Bagi kelompok masyarakat, atau sekumpulan orang, atau sesorang yang berniat menjadi Teroris apapun alasan dan pertimbangannya, hentikanlah keinginan tersebut. Jika ada yang tidak puas atas kebijakan pemerintah selama ini, sampaikan dan salurkan melaui jalur konstitusional, ada perwakilan rakyat, ada partai-partai politik, dan Ormas yang dapat menampung dan memperjuangkan agar dilakukan koreksi dan perbaikan sesuai dengan keinginan masyarakat.
Jangan sampai peluru yang di tangan Densus 88 yang dibeli dari uang rakyat, terpaksa digunakan untuk menembak rakyatnya sendiri yang menjadi teroris.

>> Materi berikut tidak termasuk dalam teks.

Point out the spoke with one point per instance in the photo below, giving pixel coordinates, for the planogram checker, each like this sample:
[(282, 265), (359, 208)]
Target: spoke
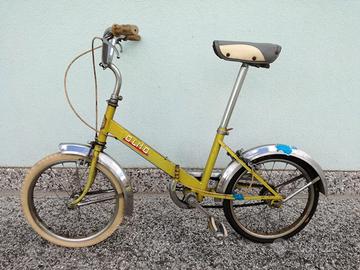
[(282, 174), (290, 181)]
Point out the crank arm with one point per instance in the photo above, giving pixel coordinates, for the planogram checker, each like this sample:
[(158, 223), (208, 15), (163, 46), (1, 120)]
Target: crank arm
[(235, 206)]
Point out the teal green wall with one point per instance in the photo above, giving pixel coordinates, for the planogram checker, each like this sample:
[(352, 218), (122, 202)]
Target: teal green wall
[(175, 89)]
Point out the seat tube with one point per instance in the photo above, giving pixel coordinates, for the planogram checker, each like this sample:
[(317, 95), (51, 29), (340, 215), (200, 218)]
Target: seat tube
[(234, 95)]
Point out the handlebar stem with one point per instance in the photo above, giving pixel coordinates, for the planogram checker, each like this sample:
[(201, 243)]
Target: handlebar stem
[(118, 81)]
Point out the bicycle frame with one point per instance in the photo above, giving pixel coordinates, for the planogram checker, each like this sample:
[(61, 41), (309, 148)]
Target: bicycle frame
[(200, 187)]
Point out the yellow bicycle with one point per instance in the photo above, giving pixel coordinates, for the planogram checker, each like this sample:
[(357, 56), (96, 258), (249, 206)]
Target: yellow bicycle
[(78, 196)]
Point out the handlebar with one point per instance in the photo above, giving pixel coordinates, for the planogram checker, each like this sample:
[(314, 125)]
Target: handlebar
[(130, 31)]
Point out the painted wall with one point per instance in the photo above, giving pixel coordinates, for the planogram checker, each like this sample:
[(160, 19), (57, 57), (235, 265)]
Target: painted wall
[(175, 89)]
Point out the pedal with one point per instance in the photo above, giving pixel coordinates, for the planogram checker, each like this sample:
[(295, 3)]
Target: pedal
[(216, 227)]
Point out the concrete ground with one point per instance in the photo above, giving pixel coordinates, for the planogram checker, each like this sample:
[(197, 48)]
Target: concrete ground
[(162, 236)]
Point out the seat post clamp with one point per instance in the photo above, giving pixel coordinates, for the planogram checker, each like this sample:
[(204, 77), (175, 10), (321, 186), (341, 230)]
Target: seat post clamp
[(224, 131)]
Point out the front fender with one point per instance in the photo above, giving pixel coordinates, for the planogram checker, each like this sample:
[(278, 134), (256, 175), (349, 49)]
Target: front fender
[(272, 149), (109, 163)]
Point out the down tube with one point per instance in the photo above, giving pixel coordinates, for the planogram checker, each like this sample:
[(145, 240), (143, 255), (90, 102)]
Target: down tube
[(150, 154)]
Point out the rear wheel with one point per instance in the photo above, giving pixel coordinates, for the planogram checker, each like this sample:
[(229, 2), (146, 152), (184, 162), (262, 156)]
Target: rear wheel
[(57, 180), (262, 221)]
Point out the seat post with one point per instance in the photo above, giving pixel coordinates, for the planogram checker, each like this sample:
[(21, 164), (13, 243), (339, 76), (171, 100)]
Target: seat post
[(234, 95)]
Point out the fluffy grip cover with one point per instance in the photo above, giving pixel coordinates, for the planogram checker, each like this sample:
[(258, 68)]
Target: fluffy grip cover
[(129, 30)]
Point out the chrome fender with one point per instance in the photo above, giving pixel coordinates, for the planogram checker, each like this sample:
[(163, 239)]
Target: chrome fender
[(109, 163), (271, 149)]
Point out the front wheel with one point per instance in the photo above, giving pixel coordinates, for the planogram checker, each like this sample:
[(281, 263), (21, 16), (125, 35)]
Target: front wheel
[(263, 221), (57, 180)]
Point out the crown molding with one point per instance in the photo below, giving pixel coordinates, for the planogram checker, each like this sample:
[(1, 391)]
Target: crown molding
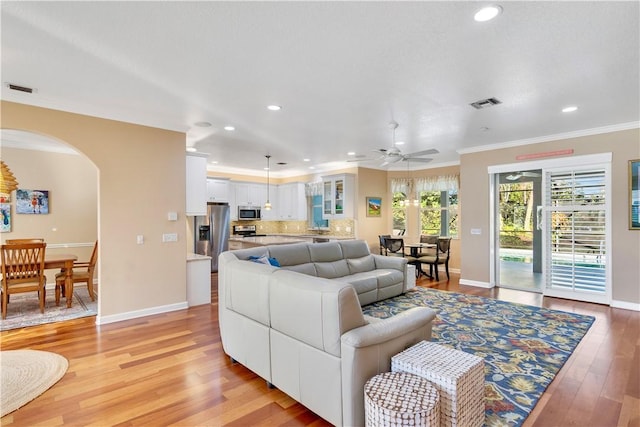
[(548, 138)]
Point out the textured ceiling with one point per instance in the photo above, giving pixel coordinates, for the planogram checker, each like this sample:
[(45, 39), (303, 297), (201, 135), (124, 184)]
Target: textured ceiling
[(340, 70)]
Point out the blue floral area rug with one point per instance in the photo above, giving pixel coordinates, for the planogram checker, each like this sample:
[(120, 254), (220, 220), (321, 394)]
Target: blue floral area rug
[(23, 310), (523, 347)]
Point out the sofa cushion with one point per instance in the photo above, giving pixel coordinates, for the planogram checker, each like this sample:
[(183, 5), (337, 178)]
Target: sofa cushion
[(249, 294), (291, 254), (359, 265), (362, 282), (325, 252), (332, 270), (388, 277), (308, 268), (354, 248), (316, 312)]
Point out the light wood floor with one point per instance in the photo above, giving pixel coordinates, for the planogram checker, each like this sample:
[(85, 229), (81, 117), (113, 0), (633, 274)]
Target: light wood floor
[(170, 370)]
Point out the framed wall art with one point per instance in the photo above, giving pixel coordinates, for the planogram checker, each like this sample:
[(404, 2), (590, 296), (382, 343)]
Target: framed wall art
[(32, 201), (5, 217), (374, 206), (634, 194)]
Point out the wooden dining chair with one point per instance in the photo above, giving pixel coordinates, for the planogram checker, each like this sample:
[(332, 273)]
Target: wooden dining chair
[(82, 273), (23, 271)]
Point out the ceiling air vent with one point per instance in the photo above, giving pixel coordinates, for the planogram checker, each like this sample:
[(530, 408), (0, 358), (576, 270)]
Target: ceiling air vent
[(20, 88), (484, 103)]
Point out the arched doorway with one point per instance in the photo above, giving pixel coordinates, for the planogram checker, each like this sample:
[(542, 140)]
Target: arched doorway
[(70, 179)]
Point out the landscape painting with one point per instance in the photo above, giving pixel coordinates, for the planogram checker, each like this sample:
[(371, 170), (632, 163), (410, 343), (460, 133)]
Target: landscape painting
[(5, 217), (32, 201), (374, 206)]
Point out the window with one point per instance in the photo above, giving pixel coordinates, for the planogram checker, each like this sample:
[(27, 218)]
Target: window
[(439, 213), (399, 211), (315, 219)]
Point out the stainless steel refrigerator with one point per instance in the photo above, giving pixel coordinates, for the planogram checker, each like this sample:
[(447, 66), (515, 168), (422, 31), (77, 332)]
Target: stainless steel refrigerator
[(212, 232)]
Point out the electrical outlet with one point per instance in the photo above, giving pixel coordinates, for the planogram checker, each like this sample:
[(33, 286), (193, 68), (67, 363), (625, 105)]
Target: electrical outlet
[(170, 237)]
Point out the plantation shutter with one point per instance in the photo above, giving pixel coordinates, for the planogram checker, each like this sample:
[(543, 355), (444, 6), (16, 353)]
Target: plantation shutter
[(576, 240)]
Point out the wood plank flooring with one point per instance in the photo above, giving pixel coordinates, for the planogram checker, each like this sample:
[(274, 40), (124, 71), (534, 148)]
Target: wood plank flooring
[(170, 369)]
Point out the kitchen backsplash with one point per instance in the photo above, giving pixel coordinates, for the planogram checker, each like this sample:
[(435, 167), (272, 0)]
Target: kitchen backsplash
[(337, 227)]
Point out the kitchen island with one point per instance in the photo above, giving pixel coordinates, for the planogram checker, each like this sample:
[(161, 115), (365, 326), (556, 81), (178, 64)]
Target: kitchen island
[(239, 242)]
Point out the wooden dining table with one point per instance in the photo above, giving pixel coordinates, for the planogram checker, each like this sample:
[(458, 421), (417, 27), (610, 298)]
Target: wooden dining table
[(63, 261), (413, 251)]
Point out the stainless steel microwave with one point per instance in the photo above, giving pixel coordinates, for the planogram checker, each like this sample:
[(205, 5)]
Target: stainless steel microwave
[(248, 213)]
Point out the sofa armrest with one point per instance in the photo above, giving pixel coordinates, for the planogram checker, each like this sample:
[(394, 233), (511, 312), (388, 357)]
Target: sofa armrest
[(391, 328), (382, 261), (367, 351)]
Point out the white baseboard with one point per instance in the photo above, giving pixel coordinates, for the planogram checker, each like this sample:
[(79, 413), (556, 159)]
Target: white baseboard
[(476, 283), (625, 305), (103, 320)]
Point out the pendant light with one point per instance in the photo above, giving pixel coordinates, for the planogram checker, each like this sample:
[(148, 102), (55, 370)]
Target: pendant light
[(8, 182), (267, 205)]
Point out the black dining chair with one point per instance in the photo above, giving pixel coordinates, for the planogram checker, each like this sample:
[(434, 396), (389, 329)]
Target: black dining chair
[(381, 240), (439, 254), (394, 246)]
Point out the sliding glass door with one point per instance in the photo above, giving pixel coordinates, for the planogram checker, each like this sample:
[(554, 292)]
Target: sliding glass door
[(573, 217)]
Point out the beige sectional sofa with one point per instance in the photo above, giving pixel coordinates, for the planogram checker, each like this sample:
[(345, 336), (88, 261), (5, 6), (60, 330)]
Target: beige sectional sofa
[(301, 328)]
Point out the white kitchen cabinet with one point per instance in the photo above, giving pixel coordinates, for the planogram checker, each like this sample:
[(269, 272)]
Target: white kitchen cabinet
[(338, 196), (217, 190), (196, 182), (271, 215), (292, 202)]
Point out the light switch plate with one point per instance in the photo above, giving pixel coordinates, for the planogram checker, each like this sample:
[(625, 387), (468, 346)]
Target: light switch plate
[(170, 237)]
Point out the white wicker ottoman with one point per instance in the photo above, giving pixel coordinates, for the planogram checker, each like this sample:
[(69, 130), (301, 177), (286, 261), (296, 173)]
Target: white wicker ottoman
[(458, 376), (394, 399)]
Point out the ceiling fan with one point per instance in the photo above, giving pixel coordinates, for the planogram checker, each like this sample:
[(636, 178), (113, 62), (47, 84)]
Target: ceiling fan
[(394, 155)]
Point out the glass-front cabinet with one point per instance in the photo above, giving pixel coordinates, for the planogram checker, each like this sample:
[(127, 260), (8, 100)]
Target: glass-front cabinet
[(337, 196)]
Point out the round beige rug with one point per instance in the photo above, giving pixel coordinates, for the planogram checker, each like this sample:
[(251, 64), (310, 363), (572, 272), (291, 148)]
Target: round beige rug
[(26, 374)]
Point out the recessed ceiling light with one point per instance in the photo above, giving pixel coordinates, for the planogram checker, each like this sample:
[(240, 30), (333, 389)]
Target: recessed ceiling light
[(487, 13)]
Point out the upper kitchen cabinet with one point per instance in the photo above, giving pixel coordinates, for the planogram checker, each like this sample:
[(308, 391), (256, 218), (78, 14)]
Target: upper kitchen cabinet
[(196, 181), (338, 196), (292, 202), (218, 190)]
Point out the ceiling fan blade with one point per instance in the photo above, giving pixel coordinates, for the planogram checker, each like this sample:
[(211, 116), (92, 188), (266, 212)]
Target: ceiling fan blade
[(417, 159), (422, 153)]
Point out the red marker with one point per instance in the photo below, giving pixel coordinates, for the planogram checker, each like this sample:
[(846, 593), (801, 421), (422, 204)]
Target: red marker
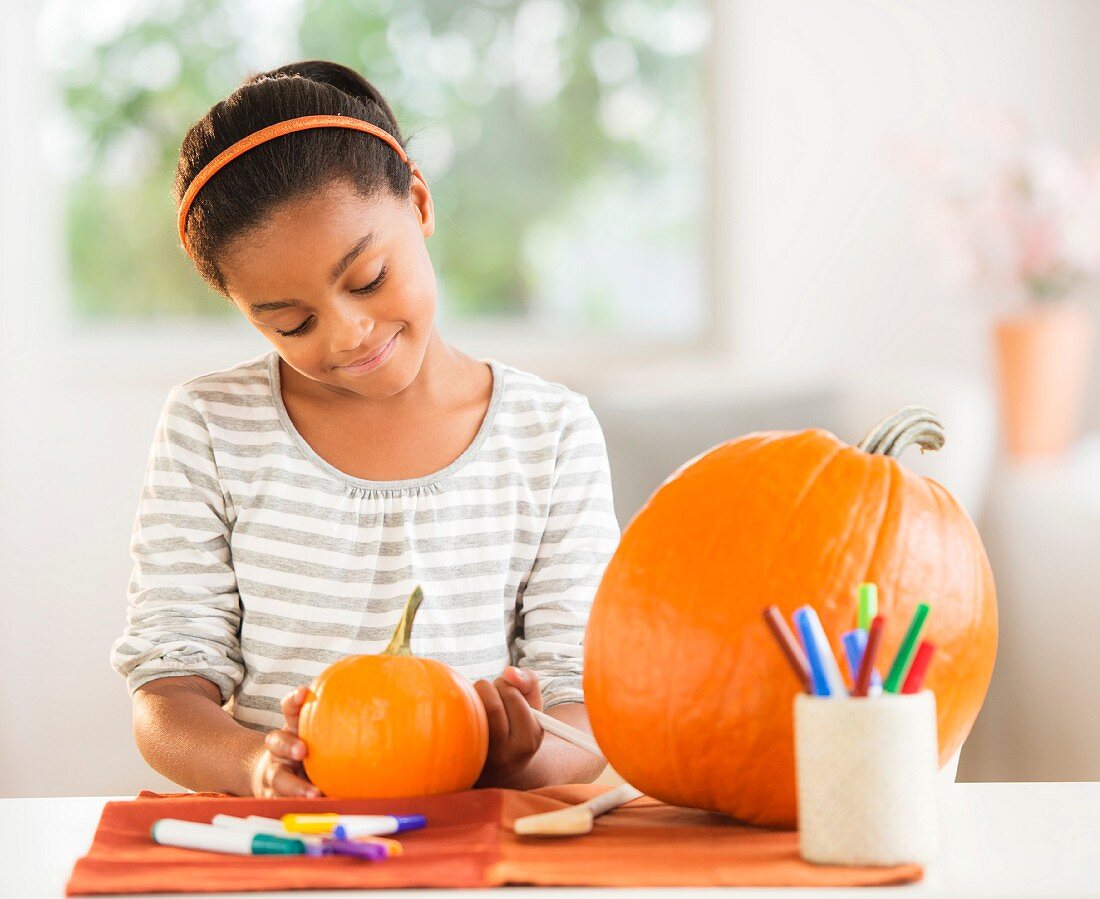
[(790, 646), (915, 677)]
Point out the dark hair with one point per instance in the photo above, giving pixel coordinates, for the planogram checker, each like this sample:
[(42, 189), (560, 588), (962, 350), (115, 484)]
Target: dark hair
[(242, 194)]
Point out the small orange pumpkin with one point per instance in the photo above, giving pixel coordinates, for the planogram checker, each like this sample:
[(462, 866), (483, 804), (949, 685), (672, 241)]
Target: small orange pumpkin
[(393, 724), (686, 692)]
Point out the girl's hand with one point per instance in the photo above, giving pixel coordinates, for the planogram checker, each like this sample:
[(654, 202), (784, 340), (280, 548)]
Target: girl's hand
[(278, 771), (514, 734)]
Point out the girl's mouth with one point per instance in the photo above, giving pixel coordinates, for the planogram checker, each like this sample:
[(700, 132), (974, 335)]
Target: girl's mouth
[(373, 362)]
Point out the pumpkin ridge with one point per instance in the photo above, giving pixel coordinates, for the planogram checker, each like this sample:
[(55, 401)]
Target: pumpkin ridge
[(759, 461)]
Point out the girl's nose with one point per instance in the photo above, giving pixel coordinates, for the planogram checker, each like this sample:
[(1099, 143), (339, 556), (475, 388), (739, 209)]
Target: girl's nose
[(350, 327)]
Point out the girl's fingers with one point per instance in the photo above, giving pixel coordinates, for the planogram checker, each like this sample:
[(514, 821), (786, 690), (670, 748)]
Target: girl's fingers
[(527, 682), (286, 782), (525, 733), (292, 708), (494, 711), (285, 745)]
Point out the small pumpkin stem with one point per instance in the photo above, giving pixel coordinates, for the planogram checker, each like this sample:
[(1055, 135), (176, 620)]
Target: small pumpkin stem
[(905, 427), (399, 643)]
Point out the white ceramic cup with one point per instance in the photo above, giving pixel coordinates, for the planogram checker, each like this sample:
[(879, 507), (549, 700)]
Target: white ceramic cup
[(866, 771)]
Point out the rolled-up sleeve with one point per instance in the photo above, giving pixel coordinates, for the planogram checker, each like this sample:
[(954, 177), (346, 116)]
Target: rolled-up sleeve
[(579, 539), (184, 610)]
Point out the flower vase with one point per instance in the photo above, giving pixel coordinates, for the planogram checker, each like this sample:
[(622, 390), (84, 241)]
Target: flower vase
[(1043, 357)]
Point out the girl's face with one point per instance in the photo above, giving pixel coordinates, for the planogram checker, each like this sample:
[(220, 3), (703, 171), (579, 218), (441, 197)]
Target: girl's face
[(333, 280)]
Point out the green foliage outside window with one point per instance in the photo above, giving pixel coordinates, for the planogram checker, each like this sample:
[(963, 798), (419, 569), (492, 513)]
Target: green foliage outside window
[(529, 117)]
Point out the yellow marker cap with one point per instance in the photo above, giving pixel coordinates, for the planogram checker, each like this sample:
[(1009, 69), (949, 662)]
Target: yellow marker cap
[(310, 823)]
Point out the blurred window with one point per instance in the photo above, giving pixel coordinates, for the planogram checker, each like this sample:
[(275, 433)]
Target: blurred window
[(564, 141)]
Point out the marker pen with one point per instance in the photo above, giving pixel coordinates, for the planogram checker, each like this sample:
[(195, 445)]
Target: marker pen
[(194, 835), (255, 823), (351, 826)]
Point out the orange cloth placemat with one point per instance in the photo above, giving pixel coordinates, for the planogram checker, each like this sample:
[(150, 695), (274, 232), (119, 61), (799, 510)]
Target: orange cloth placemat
[(468, 843)]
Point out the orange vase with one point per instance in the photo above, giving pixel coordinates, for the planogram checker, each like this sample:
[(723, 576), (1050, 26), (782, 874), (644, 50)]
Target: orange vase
[(1043, 355)]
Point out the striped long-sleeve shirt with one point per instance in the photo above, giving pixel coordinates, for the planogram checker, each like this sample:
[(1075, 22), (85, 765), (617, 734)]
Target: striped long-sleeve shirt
[(257, 563)]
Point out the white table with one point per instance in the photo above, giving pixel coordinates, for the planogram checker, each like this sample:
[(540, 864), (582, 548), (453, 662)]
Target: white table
[(999, 840)]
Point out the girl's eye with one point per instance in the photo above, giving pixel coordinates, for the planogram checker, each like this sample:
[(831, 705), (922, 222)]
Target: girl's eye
[(369, 288), (374, 284), (298, 330)]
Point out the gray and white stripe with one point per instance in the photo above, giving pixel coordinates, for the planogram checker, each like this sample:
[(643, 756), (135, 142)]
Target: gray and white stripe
[(257, 563)]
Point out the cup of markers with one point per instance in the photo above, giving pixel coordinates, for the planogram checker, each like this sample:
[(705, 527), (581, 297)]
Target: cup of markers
[(866, 758), (363, 836)]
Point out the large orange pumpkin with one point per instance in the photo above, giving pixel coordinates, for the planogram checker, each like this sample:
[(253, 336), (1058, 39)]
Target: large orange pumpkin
[(688, 694), (393, 724)]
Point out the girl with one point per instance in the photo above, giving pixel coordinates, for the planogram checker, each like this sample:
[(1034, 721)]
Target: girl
[(293, 502)]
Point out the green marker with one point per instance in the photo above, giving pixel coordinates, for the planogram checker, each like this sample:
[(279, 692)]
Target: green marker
[(868, 605), (904, 657)]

BNPT tentu mempunyai kerja yang lebih berat, lebih mengedepankan program-program advokasi untuk mereduksi bahkan menghilangkan pola pikir radikal dan ekstrim dalam masyarakat. Caranya tentu dengan mengajak dialog, libatkan tokoh-tokoh agama dan tokoh masyarakat, secara simultan dan terus-menerus. Jangan pendekaan proyek, sebab biasanya jika uangnya habis proyek lantas berhenti. Dan yang lebih penting lagi, jangan cepat-cepat memberikan cap kepada kelompok masyarakat sebagai ekstrimis, radikal dan teroris tanpa melaui suatu penilaian yang mendalam.
Sebagai contoh sikap yang kurang elok ditunjukan BNPT baru-baru ini di suatu diskusi. Pejabat BNPT menyebutkan bahwa PT Negeri UI, IPB, ITB, UGM, UNDIP, UNAIR sudah disusupi paham radikalisme. Suatu statemen dari seorang pejabat publik yang tidak bijak dan menimbulkan polemik di masyarakat, khususnya di kampus yang bersangkutan.
Semoga Indonesia terbebaskan dari Terorisme. Insya Allah.